A new report has shown that Saudi royals, billionaires and senior government officials were tortured and blackmailed in early November 2017, when they were rounded up and detained at the Ritz-Carlton hotel in an extraordinary power play by Crown Prince Mohammed bin Salman (MbS) to remove people who could potentially pose a political threat.
“On the first night, everyone was blindfolded and nearly everyone was subjected to what Egyptian intelligence calls the ‘night of the beating,’” an unnamed source with intimate knowledge of what took place told British daily newspaper the Guardian.
The source added, “People were asked if they knew why they were there. No one did. Most were beaten, some of them badly. There were people tied to the walls, in stress positions. It went on for hours, and all of those doing the torturing were Saudis.”
The “night of the beating” was apparently intended to “soften up” the detainees before the interrogators arrived to question them about corruption.
Some of the prisoners spoke of being threatened with the release of private information, such as extramarital affairs, or business dealings that would have caused great controversy.
One source said the interrogators “in fact knew very little and were winging it. They were OK on Saudi assets, but they were hopeless on the offshore stuff.”
“Often they had no idea what they were looking for. It became straight up blackmail in some cases, because some of the detainees were refusing to sign anything. There was no due process. There is no such thing in the Saudi justice system as a plea bargain, but that was what they were trying to enforce,” many of those detained said.
They told aides they were baffled why they were there. Some had been confidantes of the ultra-conservative Saudi monarchy over generations, and had enjoyed relationships with the oligarchs, who had not been shy in cultivating business leaders through access and largesse.
A senior banking source, who refused to be named, said executives across the Swiss banking sector had launched an investigation in the wake of irregular transactions at the time of the crackdowns.
“A lot of these transfers appear to have been made under duress. Some were stopped, because the requests were not routine. But some got through,” the source noted.
Whilst Saudi officials say up to $107 billion was recovered from 87 people and returned to the Saudi treasury as a result of the purge, informed sources told the Guardian that the figure seized was closer to $28 billion.
The purge, also nicknamed the “sheikhdown”, purportedly came at the price of breaking trust between the monarchy and the Saudi business community.
One of the sources said the November 2017 round-up at the Ritz-Carlton hotel in Riyadh “was about consolidating his (MbS) rule, plain and simple” and came before the cruel murder of dissident journalist Jamal Khashoggi at the Saudi consulate in Istanbul on October 2, 2018.
“The fact that he got away with it allowed him to do the latter. The same guards involved in the Ritz were involved in the killing. History won’t be kind to MbS on either,” the source said.
Prominent dissident cleric’s brother sentenced to five years in prison
Separately, a court in Saudi Arabia has sentenced the brother of jailed prominent dissident cleric Sheikh Salman al-Odah to five years in prison on charges of “inciting discord.”
“Authorities, via a special criminal court in Riyadh, have sentenced my uncle to five years in prison and issued him a travel ban on charges of exploiting his brother's case to foment discord and harm security,” the 63-year-old cleric’s son Abdullah al-Odah tweeted.
The Prisoners of Conscience, an independent non-governmental organization advocating human rights in Saudi Arabia, confirmed the sentence in a post on its official Twitter page, saying Khaled was transferred to Riyadh “handcuffed and feet bound” in his first secret trial session in October 2018.

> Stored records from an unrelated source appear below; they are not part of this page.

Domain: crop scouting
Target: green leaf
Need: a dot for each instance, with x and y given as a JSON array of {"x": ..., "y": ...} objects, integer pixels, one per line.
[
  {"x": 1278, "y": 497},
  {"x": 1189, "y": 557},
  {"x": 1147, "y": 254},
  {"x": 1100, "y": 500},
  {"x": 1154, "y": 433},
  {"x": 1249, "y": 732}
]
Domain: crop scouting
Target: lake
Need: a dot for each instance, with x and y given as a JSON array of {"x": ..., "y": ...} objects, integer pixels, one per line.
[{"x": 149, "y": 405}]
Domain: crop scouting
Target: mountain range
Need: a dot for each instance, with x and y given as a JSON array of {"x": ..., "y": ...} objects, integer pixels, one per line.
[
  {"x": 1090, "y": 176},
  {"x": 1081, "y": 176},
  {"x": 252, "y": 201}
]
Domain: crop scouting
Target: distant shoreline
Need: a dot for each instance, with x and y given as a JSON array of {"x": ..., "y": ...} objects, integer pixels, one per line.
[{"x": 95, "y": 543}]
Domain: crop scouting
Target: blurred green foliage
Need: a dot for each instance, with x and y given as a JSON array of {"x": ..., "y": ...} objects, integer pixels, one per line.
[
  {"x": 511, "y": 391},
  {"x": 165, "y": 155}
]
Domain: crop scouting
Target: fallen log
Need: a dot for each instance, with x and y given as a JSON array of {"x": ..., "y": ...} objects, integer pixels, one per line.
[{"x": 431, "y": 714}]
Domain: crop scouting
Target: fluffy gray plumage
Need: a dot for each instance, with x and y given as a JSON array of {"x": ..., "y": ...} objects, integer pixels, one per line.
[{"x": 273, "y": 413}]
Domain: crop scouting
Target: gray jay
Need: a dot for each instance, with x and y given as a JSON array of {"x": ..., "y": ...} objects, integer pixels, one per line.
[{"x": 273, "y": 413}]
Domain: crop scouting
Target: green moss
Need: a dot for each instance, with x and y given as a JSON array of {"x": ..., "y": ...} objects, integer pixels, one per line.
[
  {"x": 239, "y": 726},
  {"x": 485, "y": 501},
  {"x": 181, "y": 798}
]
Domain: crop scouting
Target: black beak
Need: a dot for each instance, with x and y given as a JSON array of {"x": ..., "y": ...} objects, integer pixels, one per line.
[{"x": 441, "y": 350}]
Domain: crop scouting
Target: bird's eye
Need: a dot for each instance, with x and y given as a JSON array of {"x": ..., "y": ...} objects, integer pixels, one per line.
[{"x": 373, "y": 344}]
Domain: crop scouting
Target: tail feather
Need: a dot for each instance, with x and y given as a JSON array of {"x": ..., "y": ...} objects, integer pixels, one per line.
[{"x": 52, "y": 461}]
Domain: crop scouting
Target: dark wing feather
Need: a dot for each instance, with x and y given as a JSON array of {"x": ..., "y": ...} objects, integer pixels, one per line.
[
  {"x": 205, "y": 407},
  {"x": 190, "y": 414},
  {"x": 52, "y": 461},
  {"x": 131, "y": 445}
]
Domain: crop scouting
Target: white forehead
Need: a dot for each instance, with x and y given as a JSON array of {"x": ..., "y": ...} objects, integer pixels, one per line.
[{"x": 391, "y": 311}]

The advocacy group said that in 2018, before his first session in court, he was deprived of his medication and consequently fainted in the courtroom.
Khaled was arrested three and a half years ago after he showed solidarity with his influential brother on social media.
Saudi authorities detained Sheikh Salman al-Odah in September 2017, and have held him in solitary confinement without charge or trial ever since. The officials have imposed travel bans on members of his family as well.
The detained cleric has written hundreds of articles on Islamic law while at the same time embracing modernity and democracy.
Both Odah's family and Saudi media have previously said the detained scholar faces the death penalty, but the charge sheet has not yet been made public.
Ever since bin Salman became Saudi Arabia’s de facto ruler in 2017, the kingdom has arrested dozens of activists, bloggers, intellectuals and others perceived as political opponents, showing almost zero tolerance for dissent even in the face of international condemnations.
Muslim scholars have been executed, women’s rights campaigners – including Loujain al-Hathloul – have been put behind bars and tortured, and freedom of expression, association and belief continue to be denied in the kingdom.